Elite Berseteru Rakyat Ditepikan

TENSI Rekanan antara poros Koalisi Kebangkitan Indonesia Raya yang dimotori Partai Gerakan Indonesia Raya (Gerindra) dan poros pengusung Ganjar Pranowo yang dikomandani Partai Demokrasi Indonesia Perjuangan makin panas. Aksi saling tuding dan serang tak terelakan oleh kedua kubu.

Perseteruan makin runyam karena Presiden Joko Widodo yang merupakan petugas partai dari PDIP Malah dianggap lebih condong ke Prabowo. Bahkan ditengarai Rekanan Jokowi dan PDIP pun mulai renggang. Potensi keretakan lebih besar diproyeksi bakal terjadi.
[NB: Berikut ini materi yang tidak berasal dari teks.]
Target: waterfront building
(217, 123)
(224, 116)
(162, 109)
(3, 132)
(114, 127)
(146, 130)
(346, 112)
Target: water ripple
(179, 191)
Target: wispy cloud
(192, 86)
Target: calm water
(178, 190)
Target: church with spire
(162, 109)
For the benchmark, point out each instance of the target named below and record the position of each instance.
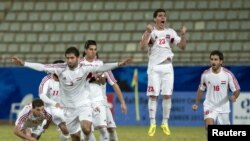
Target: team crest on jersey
(206, 112)
(223, 82)
(168, 36)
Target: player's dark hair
(58, 61)
(86, 46)
(37, 103)
(157, 11)
(217, 52)
(73, 50)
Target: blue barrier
(181, 114)
(15, 82)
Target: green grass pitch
(125, 133)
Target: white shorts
(160, 79)
(57, 115)
(99, 117)
(73, 117)
(219, 118)
(110, 119)
(38, 130)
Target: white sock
(152, 107)
(166, 107)
(92, 137)
(104, 135)
(63, 137)
(113, 135)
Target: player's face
(38, 111)
(91, 52)
(161, 20)
(72, 60)
(215, 62)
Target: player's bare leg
(86, 129)
(64, 131)
(112, 134)
(166, 107)
(152, 107)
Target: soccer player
(50, 94)
(73, 89)
(160, 39)
(216, 81)
(32, 121)
(98, 94)
(95, 88)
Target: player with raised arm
(74, 89)
(159, 39)
(50, 94)
(216, 81)
(98, 82)
(32, 121)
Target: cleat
(151, 131)
(165, 129)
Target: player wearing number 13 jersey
(159, 39)
(216, 81)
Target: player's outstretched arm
(120, 98)
(198, 99)
(183, 30)
(19, 133)
(146, 37)
(17, 61)
(125, 62)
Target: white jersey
(27, 120)
(160, 45)
(111, 80)
(217, 86)
(94, 89)
(49, 91)
(73, 84)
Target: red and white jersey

Keretakan itu terlihat Jernih ketika Partai Golkar dan PAN mendeklarasikan dukungan kepada Prabowo. Dukungan kedua partai pendukung pemerintah itu dinilai PDIP sebagai bentuk cawe-cawe Jokowi. Lampau diikuti dengan sinyal kemarahan PDIP dengan Enggak mengundang anak Jokowi, Gibran Rakabuming Raka, dalam konsolidasi partai.
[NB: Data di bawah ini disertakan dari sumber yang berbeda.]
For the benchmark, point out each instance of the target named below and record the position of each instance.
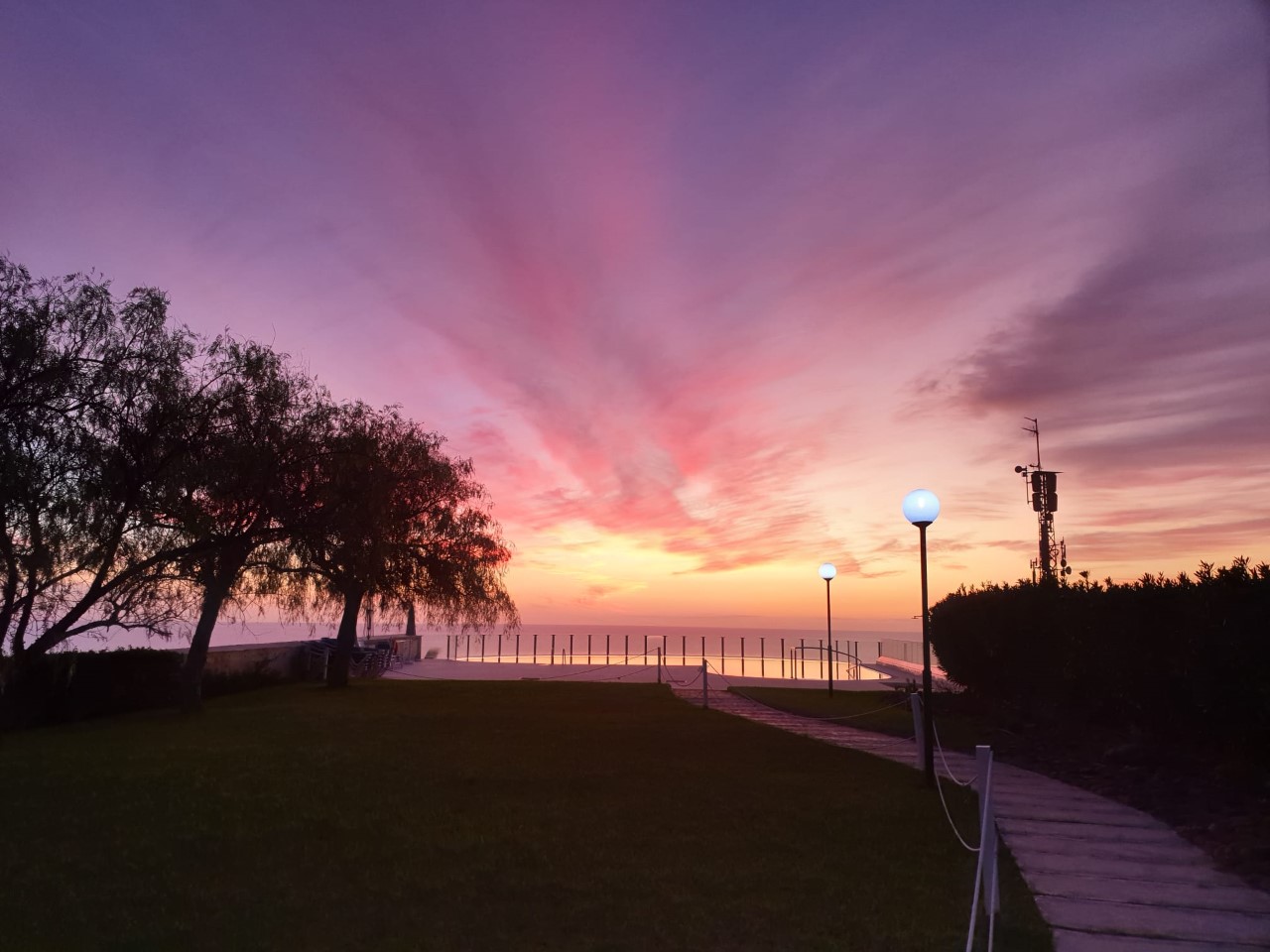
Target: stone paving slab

Cek Artikel:  Membelenggu Firli Bahuri

Bahkan kritik pedas PDIP terkait dengan proyek food estate  Enggak Pandai dilepaskan dari konteks perseteruan kedua kubu tersebut. PDIP yang merupakan partai berkuasa Demi ini Enggak Pandai menyembunyikan kekecewaan dengan kritik frontal terhadap program pemerintah. Kritik partai banteng soal proyek lumbung pangan di Kalimantan Tengah itu juga menyasar Prabowo sebagai komandan proyek food estate

.Yang teranyar aksi membelot politikus PDIP Budiman Sudjatmiko ke Prabowo yang makin Membikin PDIP naik pitam dengan mengkritik habis poros pengusung Prabowo. Tudingan PDIP bahwa Prabowo melakukan pembajakan mendapatkan reaksi keras dari poros KKIR.

Dua poros koalisi ini seakan hanya sibuk Kepada mengumpulkan dan menjaring kekuatan elite. Saling serobot dukungan dari partai koalisi, termasuk membajak dukungan, menjadi Podium elite yang kental dengan nafsu kekuasaan semata.

Cek Artikel:  Polri dan Kejagung, Transparanlah

Sekali Tengah, dalam manuver politik semacam ini, rakyat dikerdilkan perannya hanya sebagai objek politik. Padahal rakyatlah pemilik kedaulatan sejati atas negara yang kita cintai ini.

Elite hanya menganggap pemegang kedaulatan ini sebagai objek pemilu yang mesti digiring pilihannya. Rakyat sebagai pemilih hanya dipandang bak komoditas demi mencapai kekuasaan.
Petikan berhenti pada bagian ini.